November is National Alzheimer’s Disease Awareness Month and National Caregiver Month. If you fortunate enough not to have been touched by this disease, you may not be aware of how challenging it can be. And you may not be aware that you are likely to be impacted by Alzheimer’s some time in your life. One-third of seniors die with Alzheimer’s or another dementia, and half of the people who reach the age of 80 develop Alzheimer’s.

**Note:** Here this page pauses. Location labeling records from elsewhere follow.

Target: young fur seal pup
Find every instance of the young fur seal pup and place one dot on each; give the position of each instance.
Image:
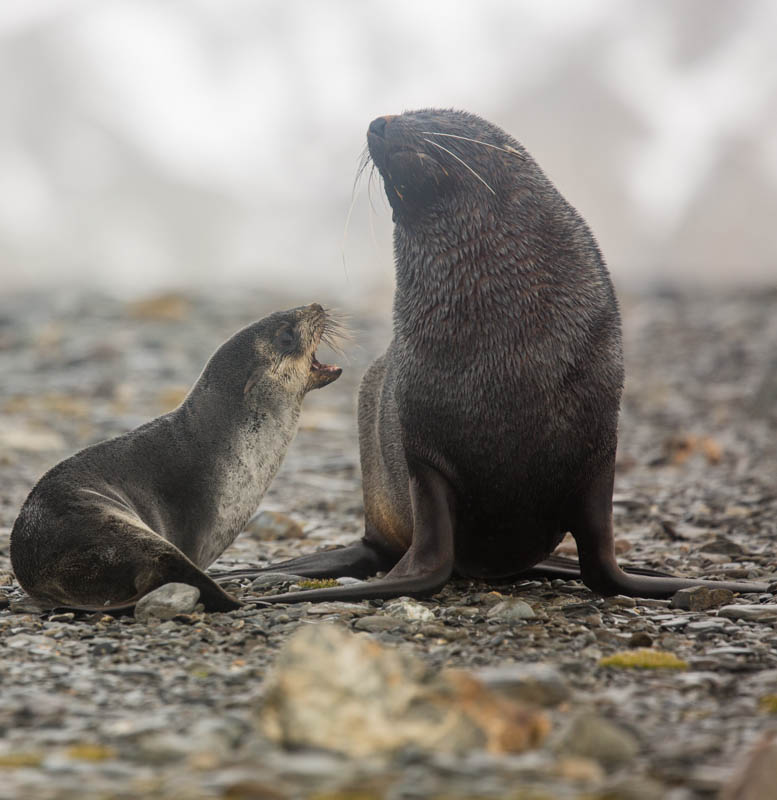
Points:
(162, 502)
(488, 428)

My grandfather died with Alzheimer’s or some form of dementia when I was twelve years old. Even doctors didn’t know much about the disease then, and Grandpa was diagnosed with “hardening of the arteries.” He became violent and had to be committed to the state mental hospital for the safety of himself and others. My father developed Alzheimer’s in his 70s, and adult family members recognized that he was exhibiting many of the same symptoms as my grandfather had four decades earlier. Doctors are recognizing the disease now because it is so much more prevalent than it used to be because people are living longer. Although some patients develop the disease earlier in life, age is the main risk factor for Alzheimer’s. My husband also developed Alzheimer’s in his 70s and died at age 79.
According to the Alzheimer’s Association, “Alzheimer’s disease is the sixth-leading cause of death in the United States and the only cause of death among the top 10 in the United States that cannot be prevented, cured or even slowed.”
The fact that currently nothing can be done to effectively treat patients with the disease makes it very difficult to deal with, and the way it destroys the individual’s personality and both physical and cognitive abilities makes it even harder. Imagine that, like a dear friend of mine, you have been married to the love of your life for more than sixty years, and now your spouse even doesn’t know who you are. Think how you would feel if the person you loved most in the world believed that, rather than caring for them, you are plotting against them, stealing from them, even trying to poison them with the food you prepare and the medicine you administer.
This is the reality faced by millions of caregivers. Just like an infant, a person with advanced dementia requires constant care and cannot be left alone. Caregiving is physically and emotionally stressful and exhausting. Family members and friends who care for loved ones with dementia do so out of love and commitment, and most would say, as I do, that caring for someone you love is an honor and a blessing. Even so, it is still challenging.
If you know a caregiver, recognize him or her during November. You can write an online tribute, send a personal note, arrange for respite care for the dementia patient and take the caregiver to lunch, or give the caregiver a gift to pamper and relax him or her.
The pictured basket from Lil Country Store includes the book Help! What Do I Do Now?: Caring for Your Loved One with Alzheimer’s, a mug and herbal teas, Life Savers, a Kit Kat bar (for a “break”), and a candle and candle holder. The book, which is short and easy-to-read, contains practical information for caregivers, and the other items will give the caregiver a short, soothing break.
You don’t have to spend a lot of money—just show your appreciation and respect for what the caregiver does.